Mademoiselle Else ****
Par Manuele Fior, d’après Arthur Schnitzler. Delcourt, 14,95 €, le 23 septembre 2009.
En vacances dans une villégiature champêtre, Else est courtisée de toutes parts. La faute à son joli minois, son allure altière et un certain franc-parler. Mais elle est seule, très seule. Et elle cogite beaucoup. À tel point que quand sa famille la sollicite par courrier pour la sauver de la ruine, et que sa seule solution est de dévoiler ses charmes à un vieux baron riche et lubrique, elle perd les pédales…
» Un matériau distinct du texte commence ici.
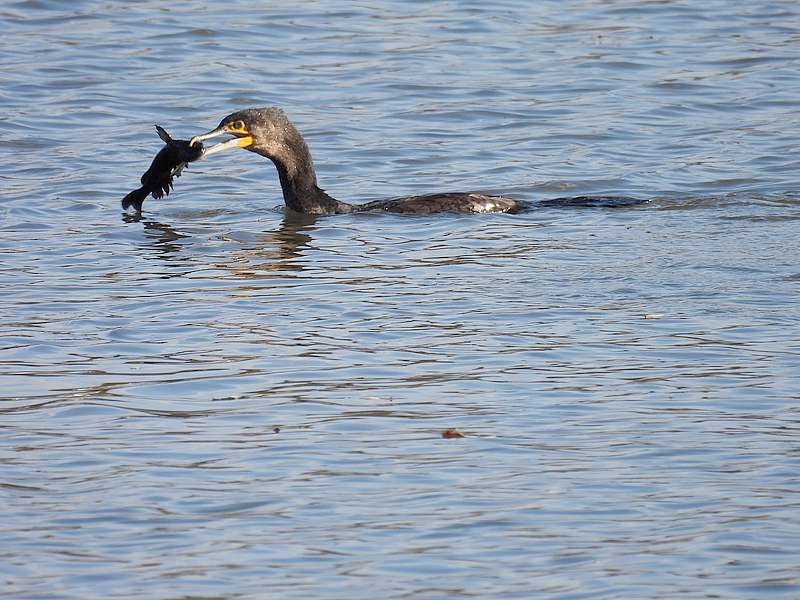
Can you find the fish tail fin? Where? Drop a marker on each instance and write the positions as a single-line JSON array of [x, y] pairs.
[[135, 199], [162, 133]]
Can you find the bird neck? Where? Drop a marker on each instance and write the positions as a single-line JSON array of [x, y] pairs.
[[299, 181]]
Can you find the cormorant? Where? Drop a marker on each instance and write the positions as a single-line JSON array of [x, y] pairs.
[[268, 132]]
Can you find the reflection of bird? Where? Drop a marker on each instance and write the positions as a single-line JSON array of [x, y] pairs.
[[168, 164], [268, 132]]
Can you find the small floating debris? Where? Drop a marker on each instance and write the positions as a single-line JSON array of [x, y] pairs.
[[167, 164], [452, 433]]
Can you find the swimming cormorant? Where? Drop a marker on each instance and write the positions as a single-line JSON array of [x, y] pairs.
[[268, 132]]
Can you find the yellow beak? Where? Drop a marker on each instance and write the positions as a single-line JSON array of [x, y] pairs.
[[243, 141]]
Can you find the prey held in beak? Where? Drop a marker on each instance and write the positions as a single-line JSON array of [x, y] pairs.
[[241, 141]]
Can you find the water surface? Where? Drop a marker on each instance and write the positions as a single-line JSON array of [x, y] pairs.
[[220, 400]]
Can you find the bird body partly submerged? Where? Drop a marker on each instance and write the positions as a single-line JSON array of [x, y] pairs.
[[167, 164], [269, 133]]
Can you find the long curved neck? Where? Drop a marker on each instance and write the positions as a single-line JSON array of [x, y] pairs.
[[298, 179]]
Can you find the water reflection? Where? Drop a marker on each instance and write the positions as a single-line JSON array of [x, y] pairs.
[[250, 258]]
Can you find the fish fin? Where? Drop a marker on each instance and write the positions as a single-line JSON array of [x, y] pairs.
[[176, 172], [162, 133]]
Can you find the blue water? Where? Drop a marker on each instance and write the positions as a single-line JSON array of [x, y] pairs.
[[222, 400]]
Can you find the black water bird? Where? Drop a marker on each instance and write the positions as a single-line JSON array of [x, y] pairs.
[[167, 164], [268, 132]]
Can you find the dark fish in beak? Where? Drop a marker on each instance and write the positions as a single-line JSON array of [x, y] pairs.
[[168, 164]]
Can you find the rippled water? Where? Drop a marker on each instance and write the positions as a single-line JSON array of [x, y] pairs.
[[223, 401]]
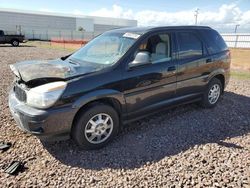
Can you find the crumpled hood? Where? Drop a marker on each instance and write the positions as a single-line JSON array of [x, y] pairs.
[[30, 70]]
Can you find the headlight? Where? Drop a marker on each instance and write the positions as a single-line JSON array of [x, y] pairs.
[[46, 95]]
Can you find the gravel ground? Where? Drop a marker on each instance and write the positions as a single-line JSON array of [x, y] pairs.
[[183, 147]]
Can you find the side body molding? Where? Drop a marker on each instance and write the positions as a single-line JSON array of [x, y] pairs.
[[100, 94]]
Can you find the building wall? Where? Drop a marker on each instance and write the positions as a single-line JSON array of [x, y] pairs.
[[36, 23], [9, 21]]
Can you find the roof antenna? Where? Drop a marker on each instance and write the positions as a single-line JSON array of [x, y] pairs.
[[196, 12]]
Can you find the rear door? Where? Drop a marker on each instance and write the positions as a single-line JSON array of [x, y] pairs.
[[193, 63], [2, 37], [148, 87]]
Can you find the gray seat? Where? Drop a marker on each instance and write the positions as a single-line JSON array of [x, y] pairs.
[[160, 53]]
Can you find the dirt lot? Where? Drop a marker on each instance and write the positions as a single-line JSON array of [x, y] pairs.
[[240, 59], [183, 147]]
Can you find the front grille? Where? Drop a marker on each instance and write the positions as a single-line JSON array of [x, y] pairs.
[[20, 93]]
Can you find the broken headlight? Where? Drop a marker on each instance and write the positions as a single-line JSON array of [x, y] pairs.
[[46, 95]]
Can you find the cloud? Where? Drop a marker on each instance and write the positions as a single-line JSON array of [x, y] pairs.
[[227, 16], [46, 10], [77, 12]]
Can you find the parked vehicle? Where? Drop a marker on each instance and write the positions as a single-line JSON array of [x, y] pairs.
[[14, 40], [118, 77]]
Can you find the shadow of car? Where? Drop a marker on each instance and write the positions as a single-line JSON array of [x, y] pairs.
[[163, 135]]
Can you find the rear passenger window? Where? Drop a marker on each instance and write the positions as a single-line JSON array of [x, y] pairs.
[[189, 45], [215, 42], [158, 47]]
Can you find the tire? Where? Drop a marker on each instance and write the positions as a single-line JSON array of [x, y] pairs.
[[15, 43], [90, 125], [210, 100]]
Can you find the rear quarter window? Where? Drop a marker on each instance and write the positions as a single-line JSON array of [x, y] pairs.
[[214, 41]]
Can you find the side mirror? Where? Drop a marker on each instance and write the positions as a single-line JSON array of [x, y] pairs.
[[141, 58]]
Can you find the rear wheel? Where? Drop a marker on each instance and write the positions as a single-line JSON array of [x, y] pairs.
[[212, 93], [96, 126], [15, 43]]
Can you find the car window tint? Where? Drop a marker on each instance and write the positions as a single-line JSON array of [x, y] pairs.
[[215, 42], [190, 45], [158, 47]]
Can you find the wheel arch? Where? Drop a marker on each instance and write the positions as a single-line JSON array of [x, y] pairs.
[[220, 75], [112, 98]]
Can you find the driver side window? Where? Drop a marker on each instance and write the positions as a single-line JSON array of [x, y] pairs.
[[158, 46]]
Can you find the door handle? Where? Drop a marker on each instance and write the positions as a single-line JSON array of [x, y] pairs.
[[173, 68], [209, 60]]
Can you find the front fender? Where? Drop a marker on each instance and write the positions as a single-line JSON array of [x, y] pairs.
[[99, 94]]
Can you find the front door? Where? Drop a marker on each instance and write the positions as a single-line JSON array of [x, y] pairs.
[[147, 87], [2, 37]]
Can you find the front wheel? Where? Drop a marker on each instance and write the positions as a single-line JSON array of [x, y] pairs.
[[95, 127], [212, 93], [15, 43]]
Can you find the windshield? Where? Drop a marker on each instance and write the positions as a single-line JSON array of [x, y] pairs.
[[105, 49]]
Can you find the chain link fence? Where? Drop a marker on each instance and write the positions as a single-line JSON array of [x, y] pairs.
[[233, 40]]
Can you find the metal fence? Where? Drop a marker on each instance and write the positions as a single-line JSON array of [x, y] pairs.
[[48, 35], [234, 40]]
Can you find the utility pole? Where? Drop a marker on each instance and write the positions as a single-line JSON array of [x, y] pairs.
[[236, 27], [196, 12]]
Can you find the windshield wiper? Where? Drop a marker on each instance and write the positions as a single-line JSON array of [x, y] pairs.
[[73, 62]]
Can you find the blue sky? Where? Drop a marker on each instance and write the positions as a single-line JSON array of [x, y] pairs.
[[93, 5], [220, 14]]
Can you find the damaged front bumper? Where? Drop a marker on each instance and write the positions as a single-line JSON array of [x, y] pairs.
[[49, 124]]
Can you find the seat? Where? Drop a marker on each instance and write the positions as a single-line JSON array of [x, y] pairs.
[[160, 53]]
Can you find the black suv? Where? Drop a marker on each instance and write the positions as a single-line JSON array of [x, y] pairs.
[[120, 76]]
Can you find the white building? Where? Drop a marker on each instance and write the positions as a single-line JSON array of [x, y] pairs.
[[44, 25]]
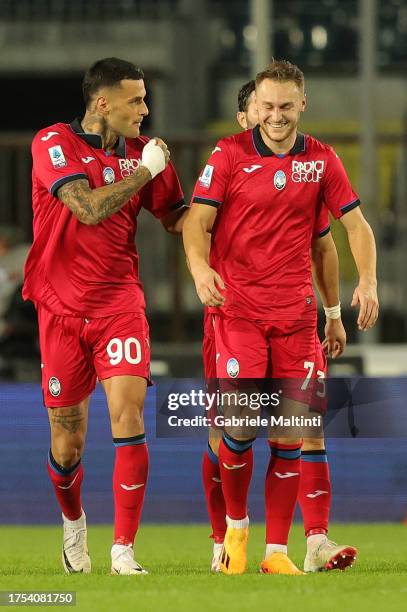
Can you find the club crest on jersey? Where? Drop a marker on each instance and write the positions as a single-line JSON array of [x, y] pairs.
[[57, 157], [307, 172], [206, 177], [54, 386], [128, 166], [233, 367], [280, 180], [108, 176]]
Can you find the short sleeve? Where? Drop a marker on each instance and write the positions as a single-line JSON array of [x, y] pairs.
[[338, 194], [211, 186], [321, 226], [163, 194], [55, 161]]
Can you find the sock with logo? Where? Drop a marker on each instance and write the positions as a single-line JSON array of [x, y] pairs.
[[67, 485], [236, 467], [129, 484], [215, 501], [315, 492], [281, 490]]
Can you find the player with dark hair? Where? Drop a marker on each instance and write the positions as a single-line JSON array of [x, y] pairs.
[[260, 195], [90, 180]]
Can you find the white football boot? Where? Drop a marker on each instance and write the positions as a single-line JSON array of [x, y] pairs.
[[123, 561], [327, 555], [75, 556]]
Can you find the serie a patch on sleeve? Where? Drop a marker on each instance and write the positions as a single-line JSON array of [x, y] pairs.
[[57, 156]]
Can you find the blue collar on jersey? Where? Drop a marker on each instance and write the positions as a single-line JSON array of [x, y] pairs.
[[95, 140], [263, 150]]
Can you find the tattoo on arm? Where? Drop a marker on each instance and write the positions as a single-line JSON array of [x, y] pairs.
[[91, 206], [70, 420]]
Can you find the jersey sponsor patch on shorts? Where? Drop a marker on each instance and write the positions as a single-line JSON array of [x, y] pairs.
[[233, 367], [54, 386]]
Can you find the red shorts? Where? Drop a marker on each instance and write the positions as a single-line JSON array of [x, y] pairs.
[[75, 352], [289, 350]]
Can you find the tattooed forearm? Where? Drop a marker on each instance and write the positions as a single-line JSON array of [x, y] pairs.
[[71, 421], [91, 206]]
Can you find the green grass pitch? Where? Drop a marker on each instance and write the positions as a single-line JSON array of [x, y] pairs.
[[178, 558]]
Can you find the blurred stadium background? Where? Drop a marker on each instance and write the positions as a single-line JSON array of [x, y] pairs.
[[196, 54]]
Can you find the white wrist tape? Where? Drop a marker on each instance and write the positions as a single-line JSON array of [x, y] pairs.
[[333, 312], [153, 158]]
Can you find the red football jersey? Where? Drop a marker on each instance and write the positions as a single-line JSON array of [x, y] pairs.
[[269, 209], [89, 270]]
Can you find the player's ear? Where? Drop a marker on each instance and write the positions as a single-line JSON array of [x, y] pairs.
[[241, 119], [102, 105]]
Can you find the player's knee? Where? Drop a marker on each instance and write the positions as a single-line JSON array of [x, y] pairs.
[[127, 419], [68, 454], [313, 444]]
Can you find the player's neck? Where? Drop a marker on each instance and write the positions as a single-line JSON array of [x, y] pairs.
[[279, 147], [94, 124]]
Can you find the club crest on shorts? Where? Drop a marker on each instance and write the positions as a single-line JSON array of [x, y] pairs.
[[280, 180], [232, 367], [54, 386], [108, 176]]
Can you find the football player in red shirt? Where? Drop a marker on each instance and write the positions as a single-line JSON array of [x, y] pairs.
[[259, 196], [90, 180], [314, 493]]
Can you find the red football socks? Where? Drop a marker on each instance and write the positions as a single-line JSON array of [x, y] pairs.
[[215, 501], [129, 485], [281, 490], [236, 467], [315, 491], [67, 485]]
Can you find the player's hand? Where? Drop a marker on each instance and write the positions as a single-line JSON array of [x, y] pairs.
[[365, 295], [208, 285], [155, 156], [335, 338]]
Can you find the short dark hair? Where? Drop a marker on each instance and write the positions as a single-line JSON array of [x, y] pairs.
[[108, 72], [282, 71], [244, 94]]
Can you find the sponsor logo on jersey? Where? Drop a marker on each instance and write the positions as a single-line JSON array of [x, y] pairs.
[[307, 172], [233, 367], [252, 168], [280, 180], [128, 166], [108, 175], [49, 135], [54, 386], [57, 156], [206, 177]]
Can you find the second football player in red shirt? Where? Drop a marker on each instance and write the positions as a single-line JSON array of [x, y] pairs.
[[259, 196]]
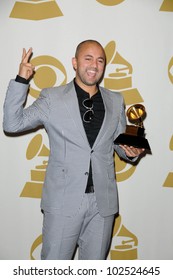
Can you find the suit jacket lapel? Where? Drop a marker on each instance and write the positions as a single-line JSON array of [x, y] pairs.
[[107, 118]]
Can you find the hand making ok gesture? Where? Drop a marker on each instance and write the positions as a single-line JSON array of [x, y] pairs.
[[26, 69]]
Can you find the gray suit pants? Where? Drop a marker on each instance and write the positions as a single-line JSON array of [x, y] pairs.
[[87, 229]]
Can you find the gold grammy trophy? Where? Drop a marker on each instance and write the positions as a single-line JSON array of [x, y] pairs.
[[134, 135]]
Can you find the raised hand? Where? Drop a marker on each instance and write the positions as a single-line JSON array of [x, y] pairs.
[[26, 69]]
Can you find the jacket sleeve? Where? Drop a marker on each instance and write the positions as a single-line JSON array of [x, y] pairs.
[[16, 118]]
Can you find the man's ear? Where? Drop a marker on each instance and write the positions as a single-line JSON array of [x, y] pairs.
[[74, 63]]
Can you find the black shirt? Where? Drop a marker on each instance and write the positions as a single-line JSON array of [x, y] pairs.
[[92, 128]]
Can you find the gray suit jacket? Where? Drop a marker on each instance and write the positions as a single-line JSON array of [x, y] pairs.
[[70, 153]]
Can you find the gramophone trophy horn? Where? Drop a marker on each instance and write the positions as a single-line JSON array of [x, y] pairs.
[[135, 134]]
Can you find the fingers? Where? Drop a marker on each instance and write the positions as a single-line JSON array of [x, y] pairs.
[[26, 69], [132, 151], [26, 55]]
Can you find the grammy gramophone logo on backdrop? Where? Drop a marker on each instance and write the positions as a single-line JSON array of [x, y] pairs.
[[167, 6], [36, 9], [118, 77], [49, 72], [169, 179]]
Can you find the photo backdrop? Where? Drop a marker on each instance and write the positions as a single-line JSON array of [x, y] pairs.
[[138, 40]]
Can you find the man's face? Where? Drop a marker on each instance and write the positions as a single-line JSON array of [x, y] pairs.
[[89, 64]]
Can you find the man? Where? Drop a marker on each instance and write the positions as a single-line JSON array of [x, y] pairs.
[[82, 120]]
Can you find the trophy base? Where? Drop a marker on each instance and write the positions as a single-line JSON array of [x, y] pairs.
[[133, 140]]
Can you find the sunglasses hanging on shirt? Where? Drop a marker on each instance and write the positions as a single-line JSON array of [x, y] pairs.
[[89, 114]]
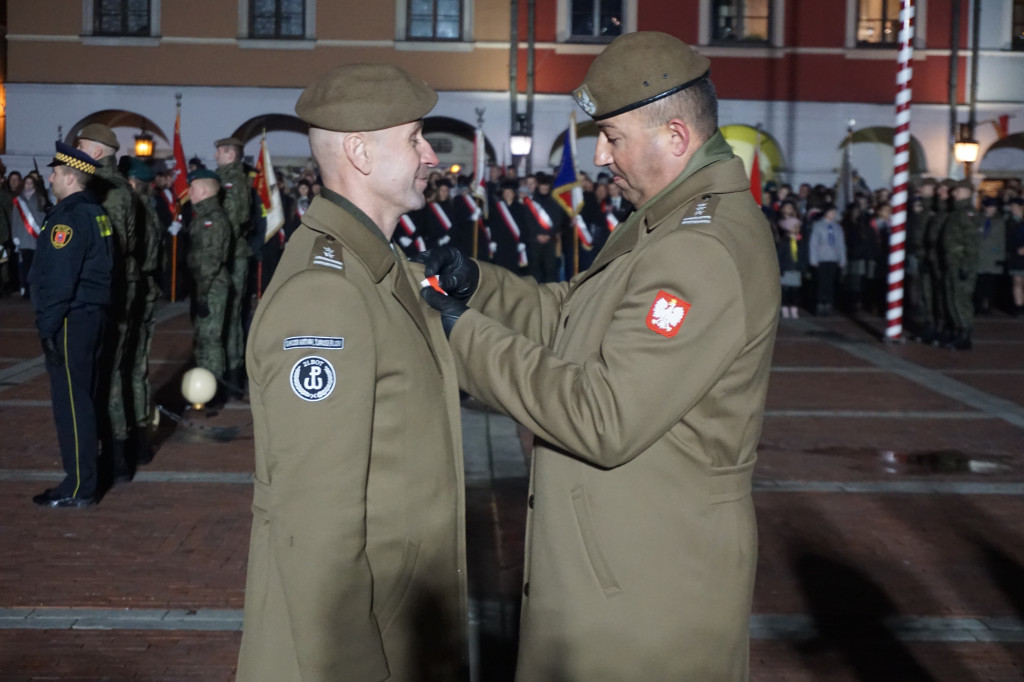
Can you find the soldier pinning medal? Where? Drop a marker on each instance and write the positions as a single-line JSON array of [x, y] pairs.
[[644, 381]]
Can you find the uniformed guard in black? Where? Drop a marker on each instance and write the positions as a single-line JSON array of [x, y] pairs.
[[71, 291]]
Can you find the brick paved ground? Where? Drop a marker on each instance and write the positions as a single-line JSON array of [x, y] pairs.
[[890, 495]]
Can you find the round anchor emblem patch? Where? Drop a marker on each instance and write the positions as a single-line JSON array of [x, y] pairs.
[[312, 379]]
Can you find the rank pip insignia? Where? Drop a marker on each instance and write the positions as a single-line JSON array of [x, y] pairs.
[[667, 313], [60, 236]]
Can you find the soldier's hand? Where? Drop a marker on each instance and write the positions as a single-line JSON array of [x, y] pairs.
[[450, 307], [457, 274], [52, 351]]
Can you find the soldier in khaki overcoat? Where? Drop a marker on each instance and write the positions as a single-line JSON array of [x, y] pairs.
[[644, 382], [356, 564]]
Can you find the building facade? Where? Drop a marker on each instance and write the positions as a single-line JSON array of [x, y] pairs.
[[800, 72]]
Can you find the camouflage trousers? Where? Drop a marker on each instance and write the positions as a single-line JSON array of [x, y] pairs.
[[960, 303], [140, 389], [209, 331], [235, 345], [117, 361]]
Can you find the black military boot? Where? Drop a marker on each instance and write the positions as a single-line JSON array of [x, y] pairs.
[[123, 465]]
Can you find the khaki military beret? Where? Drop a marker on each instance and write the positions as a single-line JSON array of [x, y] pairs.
[[363, 97], [637, 69], [97, 132]]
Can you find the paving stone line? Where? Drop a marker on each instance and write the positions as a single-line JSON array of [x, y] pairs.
[[935, 381], [763, 626]]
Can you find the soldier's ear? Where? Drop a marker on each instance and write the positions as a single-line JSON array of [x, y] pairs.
[[357, 152]]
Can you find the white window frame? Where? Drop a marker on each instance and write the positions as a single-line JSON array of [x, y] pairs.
[[401, 27], [777, 27], [920, 22], [88, 13], [309, 33], [563, 27]]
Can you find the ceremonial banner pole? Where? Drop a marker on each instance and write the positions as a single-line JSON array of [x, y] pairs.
[[901, 176]]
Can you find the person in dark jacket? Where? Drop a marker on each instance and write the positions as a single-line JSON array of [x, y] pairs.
[[72, 273]]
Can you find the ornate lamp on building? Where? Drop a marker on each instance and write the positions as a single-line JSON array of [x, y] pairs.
[[143, 144], [966, 148]]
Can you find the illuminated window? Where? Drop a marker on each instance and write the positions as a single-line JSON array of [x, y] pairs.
[[278, 19], [434, 19], [878, 22], [596, 19], [121, 17], [741, 22]]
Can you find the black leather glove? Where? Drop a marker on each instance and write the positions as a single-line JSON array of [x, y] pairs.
[[457, 274], [52, 351], [450, 307]]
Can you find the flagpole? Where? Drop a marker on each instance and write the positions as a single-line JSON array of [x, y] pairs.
[[901, 174]]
Cette adaptation d’un roman de l’Autrichien Arthur Schnitzler (écrivain ayant inspiré Stanley Kubrick pour Eyes Wide Shut) se veut à la fois psychanalyse d’une époque et illustration d’un cas d’hystérie. C’est l’histoire d’un basculement dans la folie, en même temps qu’une peinture terrible de la décadence de la bourgeoisie européenne de l’entre-deux guerres. La jeune héroïne se heurte à des valeurs déliquescentes, aux convenances, à l’honneur familial, en même temps qu’aux appétits masculins les plus bas. Très vite, ce monde pourrissant devient un cauchemar peuplé d’ombres fantomatiques et avides, qui en veulent à son esprit et à son corps. Elle se drogue, agit inconsidérément et se met en danger. Mais ce faisant, c’est toute une société qu’elle met à nu.
Graphiquement, l’Italien Manuele Fior (Les Gens le dimanche et Icarus, chez Atrabile) impressionne. Son dessin sous influence Art Nouveau mêle avec bonheur un trait évanescent et une mise en couleurs délicate. Les peintres Spilliaert et Bonnard ne sont pas très loin. Romantisme et horreur sont ici fondus dans des images doucereuses et funèbres, qui donnent tout son sens à l’histoire. Comme une plongée morbide dans un inconscient collectif perturbé. Une superbe réussite.